コレクション:
手のひらサイズの衣裳着雛人形の先駆者。伝統工芸士 山田華悦
昭和46年千葉生まれ。本名"山田吉徳"。18歳の頃より人形師である母"初代山田華悦"のもと人形製作を始め、平成11年より本格的に独自の雛人形制作を開始。環境にも恵まれ順風満帆に人形師の道をスタートしたかのように思われますが、幼少の頃は人形作りの手伝いが嫌いだったそう。
大学生時代にアルバイト感覚で人形作りを始めたところ、想像したよりも効率的かつ美しい人形を完成させたという成功体験からものづくりに興味をもち、卒業後に大手人形製造兼卸会社に入社。そこでこれまで見たことのない数々の雛人形に出会い感性を触発され、自身での人形制作を本格的に決意したのだそうです。
平成24年、日本人形協会認定の節句人形工芸士に任命。翌25年には千葉県指定伝統工芸品に指定され、現在"華悦""尚好"名義の雛人形を制作。破竹の勢いをみせる人形師です。
山田さんたちの制作する雛人形は"衣裳着人形(いしょうぎにんぎょう)"とよばれ、主に胴衣装の着せ付けや手の振り付けを専門に行う"着付け師"として活躍中です。振り付け作業は人形全体の印象を決める作業でやり直しもきかないため、高い集中力が求められる重要な工程です。
現在は奥さまの尚好さんが衣装を仕立て、それを丁寧に吉徳さんが着せ付けるという夫婦二人三脚で制作を行っています。
業界最小サイズへの挑戦
都市部を中心にニーズの高まるコンパクトサイズのおひなさま。小型のお人形は"木目込人形"が最良の選択でしたが、『小さくても衣裳着のような豪華さがほしい』という要望は年々高まる傾向に…。
衣裳着ひな人形はその製作工程上、"柳(横幅18㎝前後)"サイズ以下は美しく作ることが不可能とされてきましたが、設計図を描いては人形制作、描いては制作を繰り返し、長年誰もが手がけられなかった"美しい極小サイズ"豆(横幅14㎝前後)"を数年かけて完成させました。
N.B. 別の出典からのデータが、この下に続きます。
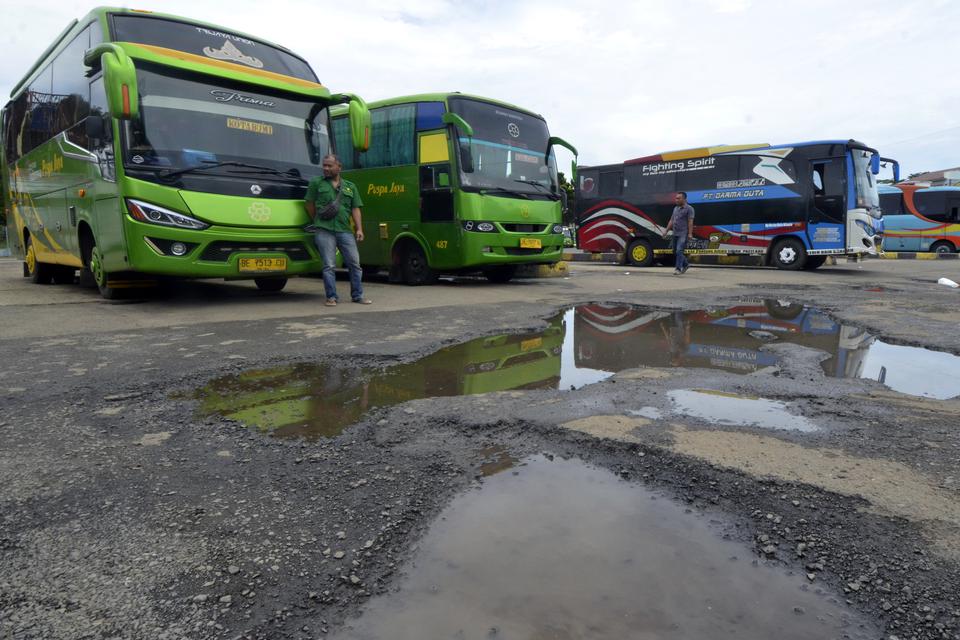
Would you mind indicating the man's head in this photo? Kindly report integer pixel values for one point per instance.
(331, 166)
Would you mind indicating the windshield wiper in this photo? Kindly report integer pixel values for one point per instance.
(548, 192)
(513, 192)
(231, 163)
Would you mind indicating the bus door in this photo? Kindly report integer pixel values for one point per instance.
(440, 230)
(826, 215)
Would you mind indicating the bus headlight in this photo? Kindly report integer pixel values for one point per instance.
(482, 227)
(152, 214)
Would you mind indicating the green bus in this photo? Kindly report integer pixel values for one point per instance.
(455, 183)
(143, 145)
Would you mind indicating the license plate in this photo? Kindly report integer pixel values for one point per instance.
(530, 243)
(259, 265)
(532, 343)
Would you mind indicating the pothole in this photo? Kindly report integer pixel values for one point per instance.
(580, 346)
(559, 549)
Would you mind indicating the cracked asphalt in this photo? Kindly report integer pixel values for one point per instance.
(128, 514)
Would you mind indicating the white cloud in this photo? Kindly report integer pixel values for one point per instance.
(619, 80)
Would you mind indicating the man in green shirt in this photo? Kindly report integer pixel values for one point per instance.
(335, 232)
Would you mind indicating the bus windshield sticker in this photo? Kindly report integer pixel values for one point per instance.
(251, 126)
(231, 53)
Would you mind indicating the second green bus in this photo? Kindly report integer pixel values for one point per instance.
(455, 183)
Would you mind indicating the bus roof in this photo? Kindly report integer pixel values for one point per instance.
(99, 14)
(701, 152)
(442, 97)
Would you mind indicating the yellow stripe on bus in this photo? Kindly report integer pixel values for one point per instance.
(231, 66)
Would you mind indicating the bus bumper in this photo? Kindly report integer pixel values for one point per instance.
(493, 249)
(220, 252)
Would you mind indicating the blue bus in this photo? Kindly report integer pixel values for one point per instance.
(793, 205)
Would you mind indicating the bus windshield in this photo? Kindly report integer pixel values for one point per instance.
(508, 149)
(865, 181)
(188, 121)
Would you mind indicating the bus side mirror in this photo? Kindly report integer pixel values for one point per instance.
(359, 124)
(560, 142)
(896, 168)
(359, 117)
(96, 127)
(120, 79)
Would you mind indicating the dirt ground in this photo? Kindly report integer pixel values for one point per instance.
(129, 513)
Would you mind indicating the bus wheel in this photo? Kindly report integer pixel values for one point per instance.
(100, 277)
(38, 272)
(942, 247)
(416, 269)
(789, 254)
(640, 253)
(270, 285)
(501, 273)
(64, 275)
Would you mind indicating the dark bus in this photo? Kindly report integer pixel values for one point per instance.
(793, 205)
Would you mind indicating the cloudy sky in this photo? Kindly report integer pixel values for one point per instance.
(616, 79)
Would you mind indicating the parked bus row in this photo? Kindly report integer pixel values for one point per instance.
(919, 218)
(143, 145)
(793, 205)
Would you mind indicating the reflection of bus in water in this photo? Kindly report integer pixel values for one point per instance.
(919, 218)
(618, 337)
(320, 400)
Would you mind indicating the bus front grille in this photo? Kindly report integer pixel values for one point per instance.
(523, 228)
(221, 250)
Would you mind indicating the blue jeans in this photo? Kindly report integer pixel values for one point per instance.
(327, 244)
(679, 246)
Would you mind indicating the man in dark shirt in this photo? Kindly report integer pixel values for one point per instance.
(682, 224)
(336, 232)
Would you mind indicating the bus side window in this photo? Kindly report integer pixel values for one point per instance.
(953, 208)
(932, 205)
(102, 147)
(817, 178)
(829, 189)
(611, 183)
(891, 204)
(342, 143)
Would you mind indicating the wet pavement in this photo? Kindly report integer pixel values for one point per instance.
(580, 346)
(557, 549)
(718, 407)
(125, 514)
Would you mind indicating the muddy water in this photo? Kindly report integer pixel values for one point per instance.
(580, 346)
(562, 550)
(722, 408)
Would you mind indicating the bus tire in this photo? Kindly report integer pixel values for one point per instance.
(100, 277)
(500, 274)
(788, 254)
(639, 253)
(416, 269)
(38, 272)
(270, 285)
(64, 275)
(942, 246)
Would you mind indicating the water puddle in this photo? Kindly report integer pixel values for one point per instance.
(563, 550)
(580, 346)
(722, 408)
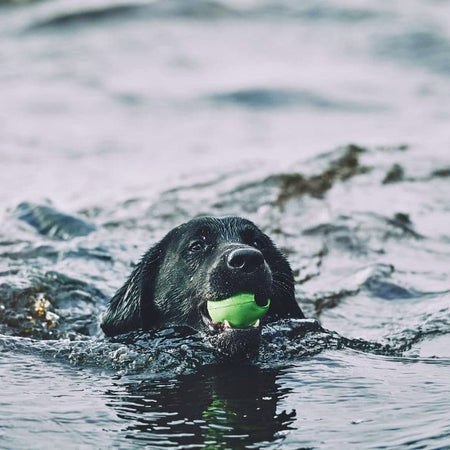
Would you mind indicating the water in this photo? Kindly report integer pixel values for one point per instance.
(136, 116)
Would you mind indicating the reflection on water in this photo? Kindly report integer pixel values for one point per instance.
(219, 406)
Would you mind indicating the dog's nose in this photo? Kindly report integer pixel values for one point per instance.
(245, 259)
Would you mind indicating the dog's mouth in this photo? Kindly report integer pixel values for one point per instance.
(214, 327)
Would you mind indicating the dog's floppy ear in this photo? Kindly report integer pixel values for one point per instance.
(132, 306)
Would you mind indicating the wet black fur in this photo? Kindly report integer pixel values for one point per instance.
(186, 268)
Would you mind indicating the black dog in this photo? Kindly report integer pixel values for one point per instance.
(205, 259)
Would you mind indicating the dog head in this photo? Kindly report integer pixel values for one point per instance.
(205, 259)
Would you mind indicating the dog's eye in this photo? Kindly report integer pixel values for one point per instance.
(257, 243)
(197, 246)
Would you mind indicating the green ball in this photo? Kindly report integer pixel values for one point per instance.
(240, 311)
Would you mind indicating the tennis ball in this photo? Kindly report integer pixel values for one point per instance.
(240, 311)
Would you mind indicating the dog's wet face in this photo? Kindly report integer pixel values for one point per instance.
(206, 259)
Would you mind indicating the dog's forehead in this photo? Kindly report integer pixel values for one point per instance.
(223, 227)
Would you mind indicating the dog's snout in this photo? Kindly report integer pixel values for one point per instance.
(245, 259)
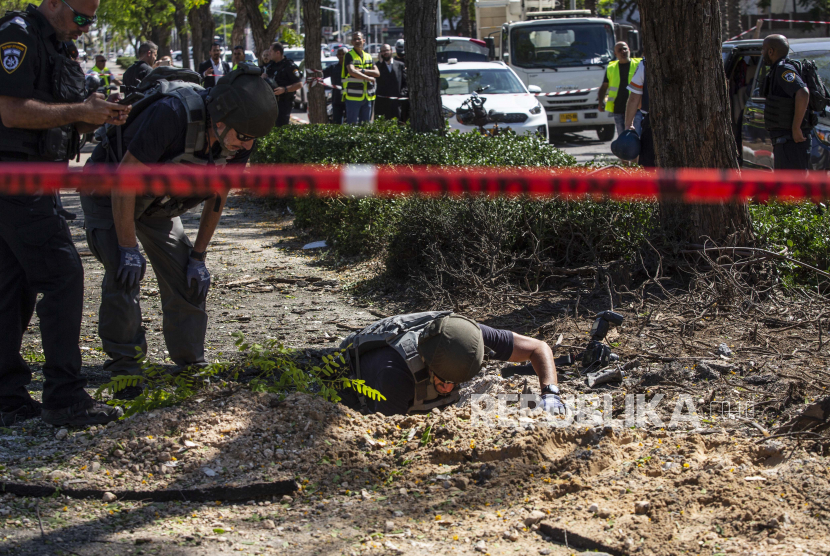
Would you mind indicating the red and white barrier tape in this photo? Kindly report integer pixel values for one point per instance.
(777, 21)
(687, 185)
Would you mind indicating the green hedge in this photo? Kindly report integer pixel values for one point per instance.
(415, 232)
(801, 228)
(363, 226)
(387, 143)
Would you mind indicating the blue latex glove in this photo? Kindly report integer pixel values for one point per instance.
(196, 270)
(131, 266)
(552, 403)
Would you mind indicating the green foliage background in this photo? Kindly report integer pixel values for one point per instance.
(410, 232)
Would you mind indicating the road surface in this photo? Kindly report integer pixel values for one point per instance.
(583, 145)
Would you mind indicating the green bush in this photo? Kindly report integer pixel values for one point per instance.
(363, 226)
(386, 142)
(125, 61)
(800, 228)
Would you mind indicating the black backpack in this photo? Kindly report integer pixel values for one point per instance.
(163, 81)
(819, 96)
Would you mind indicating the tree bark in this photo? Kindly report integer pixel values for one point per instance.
(733, 14)
(464, 29)
(181, 29)
(420, 22)
(160, 35)
(264, 32)
(312, 21)
(724, 21)
(591, 5)
(239, 23)
(689, 112)
(202, 26)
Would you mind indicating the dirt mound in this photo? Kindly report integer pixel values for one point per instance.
(718, 491)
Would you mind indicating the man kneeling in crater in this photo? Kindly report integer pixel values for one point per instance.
(417, 361)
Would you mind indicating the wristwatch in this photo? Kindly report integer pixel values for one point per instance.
(550, 389)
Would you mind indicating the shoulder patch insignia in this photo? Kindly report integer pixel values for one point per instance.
(12, 53)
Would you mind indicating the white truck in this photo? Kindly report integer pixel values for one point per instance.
(560, 51)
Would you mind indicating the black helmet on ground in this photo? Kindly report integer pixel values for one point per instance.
(627, 145)
(242, 100)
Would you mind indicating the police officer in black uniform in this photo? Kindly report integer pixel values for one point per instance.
(286, 75)
(147, 53)
(787, 99)
(43, 110)
(216, 127)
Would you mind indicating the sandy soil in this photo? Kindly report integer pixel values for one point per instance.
(447, 482)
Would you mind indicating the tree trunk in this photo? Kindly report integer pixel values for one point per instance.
(591, 5)
(724, 21)
(689, 112)
(733, 14)
(464, 23)
(313, 24)
(357, 20)
(239, 23)
(160, 35)
(181, 29)
(202, 26)
(264, 33)
(420, 22)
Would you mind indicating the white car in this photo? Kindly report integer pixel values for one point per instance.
(503, 90)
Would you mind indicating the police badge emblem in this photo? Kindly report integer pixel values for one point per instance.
(11, 54)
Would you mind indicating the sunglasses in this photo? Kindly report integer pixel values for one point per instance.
(81, 20)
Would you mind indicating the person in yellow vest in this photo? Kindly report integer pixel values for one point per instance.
(359, 74)
(102, 71)
(613, 94)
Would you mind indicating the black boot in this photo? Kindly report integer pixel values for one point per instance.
(28, 409)
(87, 412)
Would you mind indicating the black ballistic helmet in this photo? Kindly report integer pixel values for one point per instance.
(453, 348)
(242, 100)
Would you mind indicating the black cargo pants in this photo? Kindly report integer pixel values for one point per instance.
(37, 256)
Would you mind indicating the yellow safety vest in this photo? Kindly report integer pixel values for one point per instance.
(614, 80)
(358, 89)
(104, 75)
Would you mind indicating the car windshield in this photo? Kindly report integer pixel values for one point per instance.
(295, 55)
(822, 60)
(486, 81)
(558, 45)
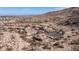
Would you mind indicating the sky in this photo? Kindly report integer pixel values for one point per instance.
(13, 11)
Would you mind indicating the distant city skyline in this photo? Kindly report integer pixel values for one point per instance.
(9, 11)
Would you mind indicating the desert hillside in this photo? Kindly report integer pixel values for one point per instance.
(52, 31)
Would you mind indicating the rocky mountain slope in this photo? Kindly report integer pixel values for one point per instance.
(53, 31)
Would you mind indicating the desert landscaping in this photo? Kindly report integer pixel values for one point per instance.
(52, 31)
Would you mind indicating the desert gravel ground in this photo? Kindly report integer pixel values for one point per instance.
(54, 31)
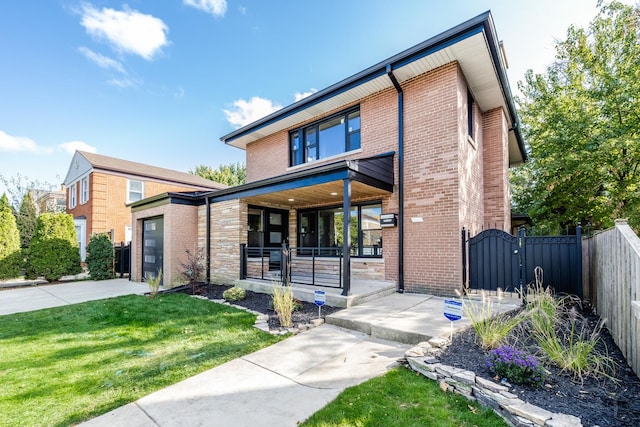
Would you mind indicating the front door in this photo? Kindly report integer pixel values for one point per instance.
(152, 248)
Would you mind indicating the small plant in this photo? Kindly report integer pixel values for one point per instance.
(193, 267)
(574, 349)
(491, 330)
(234, 294)
(154, 283)
(284, 304)
(515, 366)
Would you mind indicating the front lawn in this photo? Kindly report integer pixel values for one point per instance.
(405, 398)
(63, 365)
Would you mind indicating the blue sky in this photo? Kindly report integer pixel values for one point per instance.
(160, 81)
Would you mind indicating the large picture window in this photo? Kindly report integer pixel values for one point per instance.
(323, 229)
(328, 137)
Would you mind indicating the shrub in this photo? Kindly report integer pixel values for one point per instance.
(100, 257)
(234, 294)
(54, 252)
(283, 304)
(491, 330)
(515, 366)
(10, 254)
(154, 283)
(193, 267)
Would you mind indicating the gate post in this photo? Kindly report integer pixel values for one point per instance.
(522, 258)
(464, 260)
(579, 261)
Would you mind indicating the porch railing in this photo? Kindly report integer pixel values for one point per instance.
(310, 266)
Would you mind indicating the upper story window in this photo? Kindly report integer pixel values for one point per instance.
(334, 135)
(84, 190)
(135, 190)
(72, 196)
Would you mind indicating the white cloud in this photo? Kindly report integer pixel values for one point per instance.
(213, 7)
(298, 96)
(123, 83)
(126, 30)
(15, 144)
(101, 60)
(71, 147)
(246, 112)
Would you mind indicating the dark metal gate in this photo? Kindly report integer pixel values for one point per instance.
(495, 259)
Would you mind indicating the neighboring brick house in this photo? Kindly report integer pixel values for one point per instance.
(415, 147)
(99, 189)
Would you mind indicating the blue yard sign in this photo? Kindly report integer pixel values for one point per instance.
(319, 297)
(452, 309)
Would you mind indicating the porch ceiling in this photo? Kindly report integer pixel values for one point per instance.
(370, 177)
(321, 194)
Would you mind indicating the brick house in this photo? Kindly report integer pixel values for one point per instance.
(414, 148)
(99, 189)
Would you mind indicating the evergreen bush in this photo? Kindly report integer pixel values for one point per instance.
(100, 257)
(54, 251)
(10, 254)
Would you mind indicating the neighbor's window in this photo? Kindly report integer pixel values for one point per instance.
(334, 135)
(84, 190)
(135, 190)
(72, 196)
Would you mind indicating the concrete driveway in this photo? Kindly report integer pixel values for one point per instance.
(29, 298)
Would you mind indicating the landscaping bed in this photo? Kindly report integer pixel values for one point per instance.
(261, 303)
(595, 400)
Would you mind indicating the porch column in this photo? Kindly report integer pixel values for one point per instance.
(346, 237)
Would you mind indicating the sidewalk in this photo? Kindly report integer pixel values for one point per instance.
(280, 385)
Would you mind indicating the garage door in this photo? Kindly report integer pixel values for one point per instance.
(152, 256)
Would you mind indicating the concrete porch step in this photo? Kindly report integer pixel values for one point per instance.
(404, 318)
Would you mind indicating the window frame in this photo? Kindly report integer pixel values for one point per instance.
(84, 190)
(129, 181)
(299, 152)
(358, 217)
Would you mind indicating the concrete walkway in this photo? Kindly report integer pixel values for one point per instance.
(30, 298)
(281, 385)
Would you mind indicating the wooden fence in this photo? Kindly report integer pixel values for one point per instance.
(612, 261)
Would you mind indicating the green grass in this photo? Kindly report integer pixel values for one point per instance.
(402, 398)
(63, 365)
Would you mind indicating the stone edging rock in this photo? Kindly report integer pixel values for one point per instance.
(262, 320)
(423, 359)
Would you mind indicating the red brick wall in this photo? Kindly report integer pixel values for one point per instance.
(496, 164)
(445, 180)
(180, 234)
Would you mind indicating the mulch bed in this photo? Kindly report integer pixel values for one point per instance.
(596, 401)
(261, 303)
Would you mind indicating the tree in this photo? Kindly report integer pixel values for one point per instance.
(231, 174)
(54, 251)
(581, 119)
(26, 220)
(10, 254)
(19, 186)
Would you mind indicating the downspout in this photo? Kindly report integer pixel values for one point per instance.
(393, 79)
(208, 238)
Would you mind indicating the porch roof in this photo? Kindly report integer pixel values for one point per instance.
(370, 177)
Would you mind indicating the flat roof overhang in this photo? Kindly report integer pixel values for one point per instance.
(370, 177)
(473, 44)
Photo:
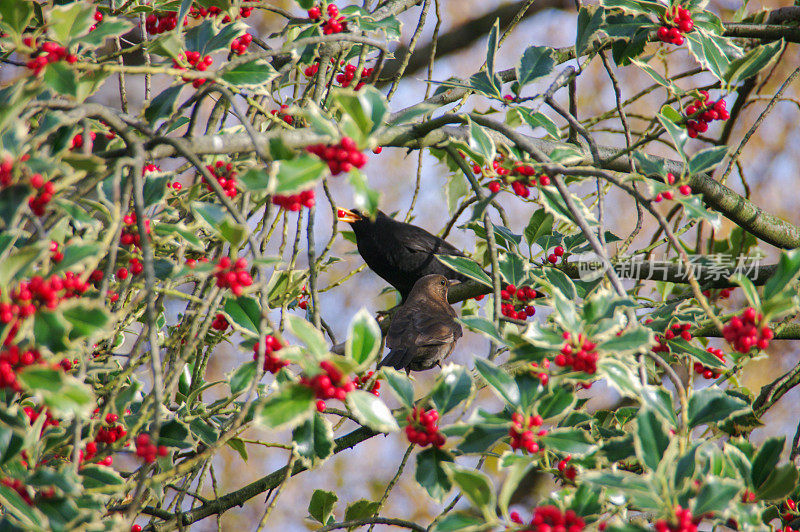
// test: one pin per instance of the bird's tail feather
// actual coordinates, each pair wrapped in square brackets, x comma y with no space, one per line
[395,359]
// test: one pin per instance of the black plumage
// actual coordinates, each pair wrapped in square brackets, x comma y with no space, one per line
[399,252]
[424,330]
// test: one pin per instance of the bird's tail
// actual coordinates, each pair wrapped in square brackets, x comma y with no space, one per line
[395,359]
衣裳着人形にしてこの細やかさを可能にしたのは山田さんの技術力と忍耐力、そして職人としてのプライドに他なりません。
節句人形業界の"今"と"これから"を発信
2016年に発足した節句人形職人ユニット""縫nui"。山田さんご夫婦はこのプロジェクトでも雛人形の"着付け師"として活躍中。今後の活躍にますます注目が集まりそうです。